The Tipperary Mile
Then and now
JIM BUTLER, nowadays a member of the Northern Rivers Classic Club who established a strong friendship with the club’s late patron Jack Ahearn, grew up near Coonabarabran, in the north west of NSW. This was the area identified by oil company BP/COR as a suitable site for a series of record attempts in 1957, by the company’s sponsored car and motorcycle racers, which included Jack Ahearn, who was briefly back in Australia after stints in Europe.
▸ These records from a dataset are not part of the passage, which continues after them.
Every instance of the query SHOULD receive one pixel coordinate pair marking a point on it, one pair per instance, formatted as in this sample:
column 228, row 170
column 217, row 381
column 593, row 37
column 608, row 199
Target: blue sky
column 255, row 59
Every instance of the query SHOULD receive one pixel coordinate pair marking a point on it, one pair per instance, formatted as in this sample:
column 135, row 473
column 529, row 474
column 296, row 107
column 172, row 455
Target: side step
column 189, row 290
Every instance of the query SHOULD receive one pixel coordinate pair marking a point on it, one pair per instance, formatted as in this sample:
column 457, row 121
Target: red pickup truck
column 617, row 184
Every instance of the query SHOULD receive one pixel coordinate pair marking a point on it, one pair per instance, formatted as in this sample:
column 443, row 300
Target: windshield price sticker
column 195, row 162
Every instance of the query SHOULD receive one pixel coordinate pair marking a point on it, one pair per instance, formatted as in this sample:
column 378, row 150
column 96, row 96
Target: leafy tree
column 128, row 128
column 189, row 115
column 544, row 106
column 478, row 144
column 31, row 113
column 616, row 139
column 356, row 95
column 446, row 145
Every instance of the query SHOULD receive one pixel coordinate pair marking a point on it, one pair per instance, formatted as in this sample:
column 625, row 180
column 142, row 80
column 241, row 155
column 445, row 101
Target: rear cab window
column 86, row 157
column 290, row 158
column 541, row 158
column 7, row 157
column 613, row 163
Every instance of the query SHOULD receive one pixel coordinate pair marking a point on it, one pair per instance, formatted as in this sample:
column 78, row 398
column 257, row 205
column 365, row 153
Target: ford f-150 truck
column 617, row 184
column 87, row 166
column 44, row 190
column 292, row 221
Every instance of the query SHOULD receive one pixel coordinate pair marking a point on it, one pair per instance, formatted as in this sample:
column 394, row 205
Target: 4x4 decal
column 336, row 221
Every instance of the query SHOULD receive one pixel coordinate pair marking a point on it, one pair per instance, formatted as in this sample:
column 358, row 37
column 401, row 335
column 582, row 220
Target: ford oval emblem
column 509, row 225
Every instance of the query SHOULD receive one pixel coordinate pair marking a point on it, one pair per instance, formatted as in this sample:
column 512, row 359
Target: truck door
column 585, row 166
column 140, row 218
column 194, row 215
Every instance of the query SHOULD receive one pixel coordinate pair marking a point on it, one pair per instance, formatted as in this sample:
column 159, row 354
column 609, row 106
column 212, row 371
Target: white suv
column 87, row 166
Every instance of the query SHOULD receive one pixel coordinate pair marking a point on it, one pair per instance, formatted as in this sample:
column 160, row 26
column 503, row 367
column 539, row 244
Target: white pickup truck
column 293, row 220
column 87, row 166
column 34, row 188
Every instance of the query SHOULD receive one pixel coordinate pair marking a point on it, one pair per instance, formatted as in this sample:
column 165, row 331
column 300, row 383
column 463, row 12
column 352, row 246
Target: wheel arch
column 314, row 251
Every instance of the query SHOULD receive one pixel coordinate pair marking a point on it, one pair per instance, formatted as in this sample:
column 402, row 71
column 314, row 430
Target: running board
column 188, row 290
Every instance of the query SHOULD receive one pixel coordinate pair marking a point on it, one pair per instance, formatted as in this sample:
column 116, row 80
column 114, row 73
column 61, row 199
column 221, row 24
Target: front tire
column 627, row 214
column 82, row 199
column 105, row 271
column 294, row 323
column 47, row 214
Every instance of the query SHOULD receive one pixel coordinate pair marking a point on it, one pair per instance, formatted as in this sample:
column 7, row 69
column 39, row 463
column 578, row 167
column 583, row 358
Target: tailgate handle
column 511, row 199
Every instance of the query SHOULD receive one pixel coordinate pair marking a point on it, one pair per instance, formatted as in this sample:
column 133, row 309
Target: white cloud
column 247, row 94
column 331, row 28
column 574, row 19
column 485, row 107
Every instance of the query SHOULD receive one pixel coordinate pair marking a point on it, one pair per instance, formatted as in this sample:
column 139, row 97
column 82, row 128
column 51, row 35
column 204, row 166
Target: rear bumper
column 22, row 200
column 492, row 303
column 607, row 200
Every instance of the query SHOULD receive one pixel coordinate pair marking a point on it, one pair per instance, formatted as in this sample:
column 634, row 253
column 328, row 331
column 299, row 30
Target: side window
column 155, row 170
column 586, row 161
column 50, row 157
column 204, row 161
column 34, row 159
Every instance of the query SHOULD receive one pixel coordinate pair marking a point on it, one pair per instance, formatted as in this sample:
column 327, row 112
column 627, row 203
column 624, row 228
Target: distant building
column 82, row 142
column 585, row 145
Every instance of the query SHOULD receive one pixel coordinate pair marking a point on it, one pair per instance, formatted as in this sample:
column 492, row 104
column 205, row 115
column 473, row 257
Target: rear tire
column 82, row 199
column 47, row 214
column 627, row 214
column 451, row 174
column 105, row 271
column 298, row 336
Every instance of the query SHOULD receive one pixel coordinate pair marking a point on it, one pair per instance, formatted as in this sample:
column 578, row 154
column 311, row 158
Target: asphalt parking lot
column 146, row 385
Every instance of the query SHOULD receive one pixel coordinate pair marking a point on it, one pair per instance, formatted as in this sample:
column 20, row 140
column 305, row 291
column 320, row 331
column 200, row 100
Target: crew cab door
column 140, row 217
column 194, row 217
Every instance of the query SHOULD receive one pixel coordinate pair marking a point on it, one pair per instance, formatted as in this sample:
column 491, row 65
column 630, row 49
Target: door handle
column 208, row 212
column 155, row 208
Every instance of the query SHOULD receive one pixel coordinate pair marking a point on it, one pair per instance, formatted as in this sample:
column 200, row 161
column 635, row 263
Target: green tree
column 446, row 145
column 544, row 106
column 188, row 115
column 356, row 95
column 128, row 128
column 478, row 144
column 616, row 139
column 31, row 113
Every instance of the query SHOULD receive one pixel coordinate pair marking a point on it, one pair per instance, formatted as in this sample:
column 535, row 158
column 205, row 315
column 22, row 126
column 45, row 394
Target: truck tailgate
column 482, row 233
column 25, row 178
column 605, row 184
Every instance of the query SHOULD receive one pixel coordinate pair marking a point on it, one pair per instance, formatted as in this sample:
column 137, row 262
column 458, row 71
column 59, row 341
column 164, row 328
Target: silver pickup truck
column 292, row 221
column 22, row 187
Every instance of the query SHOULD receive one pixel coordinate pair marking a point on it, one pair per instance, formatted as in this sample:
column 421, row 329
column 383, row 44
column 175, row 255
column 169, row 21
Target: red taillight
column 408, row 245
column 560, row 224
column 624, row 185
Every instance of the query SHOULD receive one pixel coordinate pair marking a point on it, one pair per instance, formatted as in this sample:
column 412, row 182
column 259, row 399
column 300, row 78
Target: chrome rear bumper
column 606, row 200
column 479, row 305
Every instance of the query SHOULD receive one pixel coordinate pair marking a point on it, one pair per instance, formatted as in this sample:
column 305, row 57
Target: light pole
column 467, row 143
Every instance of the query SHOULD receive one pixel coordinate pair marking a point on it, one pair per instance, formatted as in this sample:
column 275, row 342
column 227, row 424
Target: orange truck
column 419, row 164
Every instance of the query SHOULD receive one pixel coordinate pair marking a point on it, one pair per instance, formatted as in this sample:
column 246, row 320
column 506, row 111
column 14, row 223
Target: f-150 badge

You can read the full, quite incredible story of these record attempts, in issue 6 of OBA. The actual site was a dead-straight and very narrow four-mile stretch of country road that ran beside a railway line between Coonabarabran and Baradine. The central point of this road passed the property Tipperary Station, and the exercise became known as the Tipperary Flying Mile. The motorcycle brigade was represented by Jack Forrest, with his ex-works BMW Rennsport, Trevor Pound with the 125cc Walsh Bantam BSA and the equally famous 350 BSA/Norton owned by Jimmy Guilfoyle, and Jack Ahearn with his 350cc Manx Norton and a 250cc NSU owned by Hazell & Moore. Representing the sidecar fraternity were Frank Sinclair and Bernie Mack. Jim Butler, son of the original owners of Tipperary Station, moved out of the area many years ago, but recently returned for a visit and photographed this desolate stretch of road that holds a unique piece of history in Australian motor sport. It’s fascinating to compare the road, sixty years apart.
BP advertisement from 1957 showing the new records achieved at the Tipperary Flying Mile.
ABOVE Jack Forrest establishing a new Australian record, speeding past the Tipperary property in 1957.
BELOW Northern end of the Baradine Road in 2017. BOTTOM Harry Hinton giving Jack Ahearn a push start in 1957 prior to a record run on the 350 Manx Norton.